A network of an enterprise, in a simplistic model, basically consists of three entities: end-hosts, data servers and firewalls. Users connect to the enterprise through the end-hosts and data is stored both at the data servers and at the end-hosts. Any external traffic from or to any end-host or server traverses a firewall capable of inspecting bi-directional traffic. Hosts and servers within the enterprise communicate internally without traversing the firewall.


Given an initial pre-specified set of files containing sensitive information located at end-hosts and data servers, a goal of a data leakage prevention mechanism is to stop an adversarial user or malicious process from leaking sensitive data out of the enterprise through the network.

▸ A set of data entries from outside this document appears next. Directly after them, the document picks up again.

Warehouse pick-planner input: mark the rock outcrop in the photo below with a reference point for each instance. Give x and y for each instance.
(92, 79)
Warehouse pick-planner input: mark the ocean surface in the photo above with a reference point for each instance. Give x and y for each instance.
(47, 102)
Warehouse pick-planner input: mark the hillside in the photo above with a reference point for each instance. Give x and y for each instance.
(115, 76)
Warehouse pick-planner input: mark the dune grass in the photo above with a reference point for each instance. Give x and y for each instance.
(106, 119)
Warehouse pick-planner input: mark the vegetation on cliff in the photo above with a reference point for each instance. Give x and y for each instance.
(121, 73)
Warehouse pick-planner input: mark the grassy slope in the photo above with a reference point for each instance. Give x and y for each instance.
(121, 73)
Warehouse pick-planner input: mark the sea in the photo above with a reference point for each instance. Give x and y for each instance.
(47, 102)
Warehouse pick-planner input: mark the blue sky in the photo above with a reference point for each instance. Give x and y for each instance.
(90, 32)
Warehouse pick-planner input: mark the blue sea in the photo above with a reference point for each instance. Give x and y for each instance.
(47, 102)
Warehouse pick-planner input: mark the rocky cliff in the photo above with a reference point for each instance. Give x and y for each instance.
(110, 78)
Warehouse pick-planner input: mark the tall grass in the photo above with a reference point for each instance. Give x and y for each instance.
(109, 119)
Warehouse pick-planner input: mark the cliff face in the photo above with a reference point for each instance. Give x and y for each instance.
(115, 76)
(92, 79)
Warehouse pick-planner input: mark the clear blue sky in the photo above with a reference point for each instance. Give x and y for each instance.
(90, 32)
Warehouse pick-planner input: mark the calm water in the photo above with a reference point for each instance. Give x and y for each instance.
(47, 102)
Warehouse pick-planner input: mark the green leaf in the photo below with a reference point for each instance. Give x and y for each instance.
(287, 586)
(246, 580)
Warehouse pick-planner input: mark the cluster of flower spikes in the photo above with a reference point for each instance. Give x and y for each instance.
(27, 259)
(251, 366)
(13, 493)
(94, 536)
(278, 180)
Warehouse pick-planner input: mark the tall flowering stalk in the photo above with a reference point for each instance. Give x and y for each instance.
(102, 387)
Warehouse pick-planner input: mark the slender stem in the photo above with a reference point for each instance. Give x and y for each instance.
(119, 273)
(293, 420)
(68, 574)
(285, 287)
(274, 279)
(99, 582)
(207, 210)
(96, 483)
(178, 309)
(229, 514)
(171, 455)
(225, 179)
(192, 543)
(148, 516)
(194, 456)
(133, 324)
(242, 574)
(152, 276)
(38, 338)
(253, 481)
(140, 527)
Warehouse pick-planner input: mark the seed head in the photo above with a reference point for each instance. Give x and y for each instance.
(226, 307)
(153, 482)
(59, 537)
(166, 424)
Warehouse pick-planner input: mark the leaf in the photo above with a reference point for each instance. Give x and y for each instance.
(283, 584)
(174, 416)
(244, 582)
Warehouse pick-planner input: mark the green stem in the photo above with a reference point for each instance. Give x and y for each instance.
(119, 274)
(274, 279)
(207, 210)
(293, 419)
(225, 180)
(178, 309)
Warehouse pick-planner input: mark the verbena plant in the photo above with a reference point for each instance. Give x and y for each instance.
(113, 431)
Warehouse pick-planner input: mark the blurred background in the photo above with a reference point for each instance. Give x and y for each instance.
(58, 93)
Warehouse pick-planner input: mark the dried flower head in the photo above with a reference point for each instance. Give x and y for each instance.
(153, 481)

Additionally, to make a data leakage prevention mechanism more easily compatible with enterprises' existing network, it is desirable that the mechanism be non-intrusive, lightweight and flexible. “Non-intrusiveness” requires that minimal changes be made to the end-hosts; one should not require any modifications of the kernel or changes to commodity software deployed in end-hosts. The overhead of leakage detection or prevention at any point within the enterprise (application-, host-, and firewall-level) should be “lightweight” and, thereby, not affect the system performance. Finally, there should be enough “flexibility” for an enterprise to specify policies to handle sensitive data leakage. For example, not all sensitive data that is leaked from an enterprise needs to be blocked; in certain scenarios, a user may genuinely want to send specific sensitive data across the Internet to a specified destination.

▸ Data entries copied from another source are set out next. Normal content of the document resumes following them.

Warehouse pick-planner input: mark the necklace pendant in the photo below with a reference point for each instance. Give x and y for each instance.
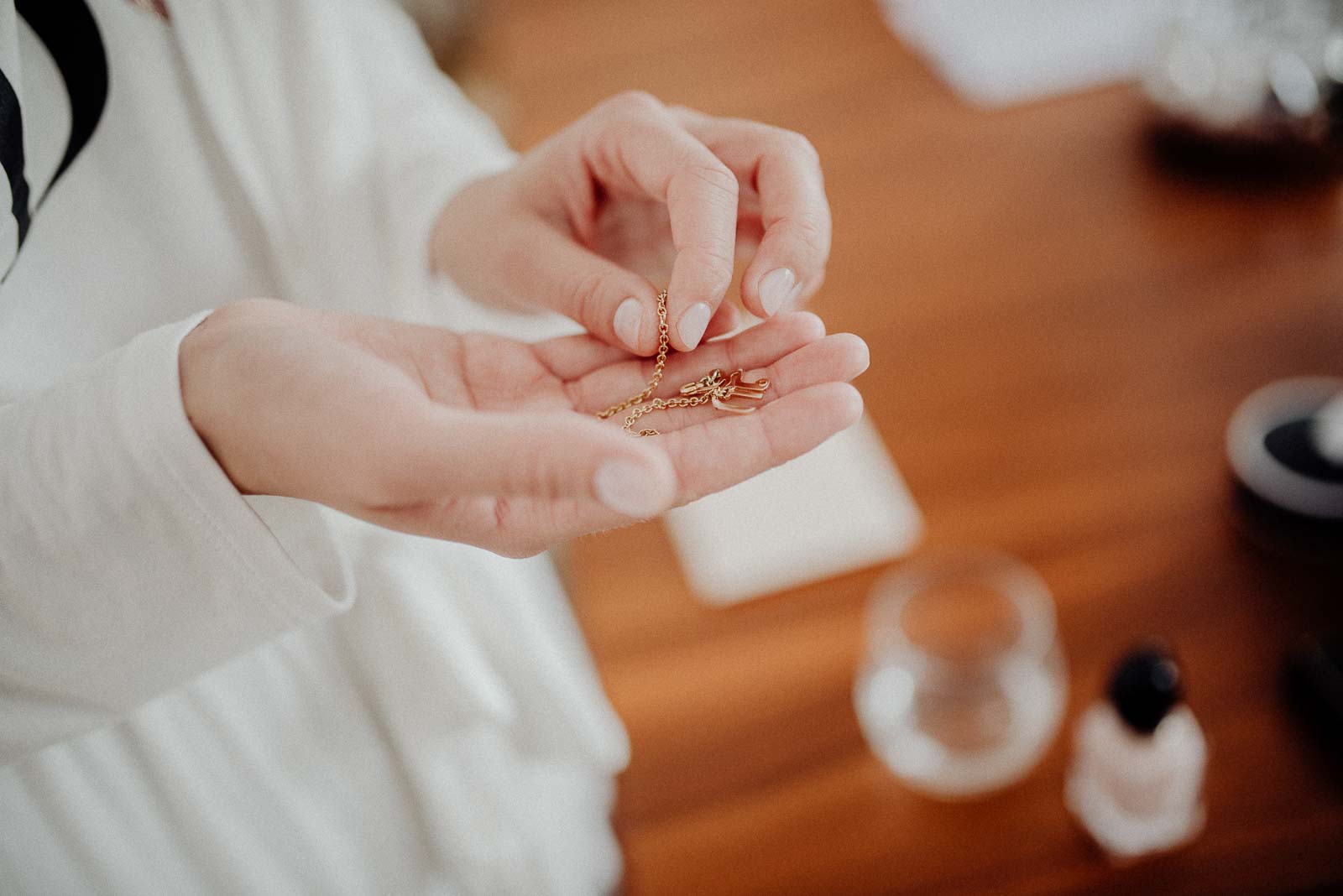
(722, 388)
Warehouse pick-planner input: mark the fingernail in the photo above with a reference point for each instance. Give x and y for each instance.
(778, 289)
(693, 324)
(628, 488)
(628, 320)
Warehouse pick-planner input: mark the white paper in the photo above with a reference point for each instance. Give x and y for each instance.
(995, 53)
(836, 510)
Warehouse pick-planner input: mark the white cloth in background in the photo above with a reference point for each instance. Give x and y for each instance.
(201, 692)
(998, 53)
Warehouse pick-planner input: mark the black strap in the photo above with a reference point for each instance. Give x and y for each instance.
(71, 36)
(11, 154)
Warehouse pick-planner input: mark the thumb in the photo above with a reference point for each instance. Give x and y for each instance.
(547, 456)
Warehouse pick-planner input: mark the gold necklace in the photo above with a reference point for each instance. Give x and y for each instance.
(715, 388)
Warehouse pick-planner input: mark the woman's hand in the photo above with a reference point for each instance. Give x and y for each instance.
(590, 219)
(485, 440)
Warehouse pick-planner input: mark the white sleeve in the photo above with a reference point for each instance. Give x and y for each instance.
(129, 564)
(344, 134)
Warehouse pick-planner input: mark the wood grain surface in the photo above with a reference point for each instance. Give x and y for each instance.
(1060, 331)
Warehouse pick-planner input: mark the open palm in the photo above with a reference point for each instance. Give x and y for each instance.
(488, 440)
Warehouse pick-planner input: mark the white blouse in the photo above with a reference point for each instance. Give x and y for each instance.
(206, 692)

In accordance with an aspect of the disclosed invention, the above problems and limitations are avoided by: a) associating—within a network—a unique identifier with a packet that is transmitted by a process which has previously accessed a file containing sensitive data, and b) searching a packet before it exits a network for the unique identifier. This mechanism provides a strong guarantee against leakage of sensitive data out of a network by facilitating the monitoring of packets which potentially contain the sensitive information.

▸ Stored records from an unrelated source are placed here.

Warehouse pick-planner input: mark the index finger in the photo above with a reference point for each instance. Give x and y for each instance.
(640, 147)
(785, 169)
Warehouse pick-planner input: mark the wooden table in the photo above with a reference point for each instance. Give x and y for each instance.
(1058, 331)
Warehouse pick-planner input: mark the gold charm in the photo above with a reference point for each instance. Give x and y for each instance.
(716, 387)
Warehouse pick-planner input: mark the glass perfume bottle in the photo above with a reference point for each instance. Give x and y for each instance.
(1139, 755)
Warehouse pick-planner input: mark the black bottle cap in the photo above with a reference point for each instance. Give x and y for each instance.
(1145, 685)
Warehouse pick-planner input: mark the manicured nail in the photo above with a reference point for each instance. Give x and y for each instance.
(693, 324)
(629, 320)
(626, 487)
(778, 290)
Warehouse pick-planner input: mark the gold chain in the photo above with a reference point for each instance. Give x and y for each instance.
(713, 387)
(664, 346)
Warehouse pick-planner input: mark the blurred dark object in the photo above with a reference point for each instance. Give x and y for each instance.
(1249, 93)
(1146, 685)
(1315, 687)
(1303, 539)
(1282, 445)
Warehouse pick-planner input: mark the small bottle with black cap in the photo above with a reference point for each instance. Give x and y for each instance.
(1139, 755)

FIG. 1 is a schematic representation of a file leakage prevention mechanism, 100, according to an embodiment of the invention. Multiple files are stored on a data server 101 and an end-host 106. Only the files that have brackets around them contain sensitive information. Therefore, only file 3, which is stored on the data server, and file 4, which is stored on the end-host, contains sensitive information.


In this embodiment, two of the basic components of the system are 1) a process monitor, 105 and 2) an exit firewall, 109. The process monitor can track the flow of sensitive data within a host, across hosts, and to the firewall. A host is, for example, a data server or an end-host, where a user would connect to the network. A process becomes tainted when it accesses sensitive information. Tainted processes are represented on the figure with brackets around the process name. In the figure, processes A and B on the data server and processes D and F on the end-host are tainted. Sensitive information is accessed when a process opens a sensitive file or receives information from some other tainted process on any host inside the enterprise. A process monitor is a shared library installed on all enterprise hosts to track all the tainted processes that are capable of sending sensitive information.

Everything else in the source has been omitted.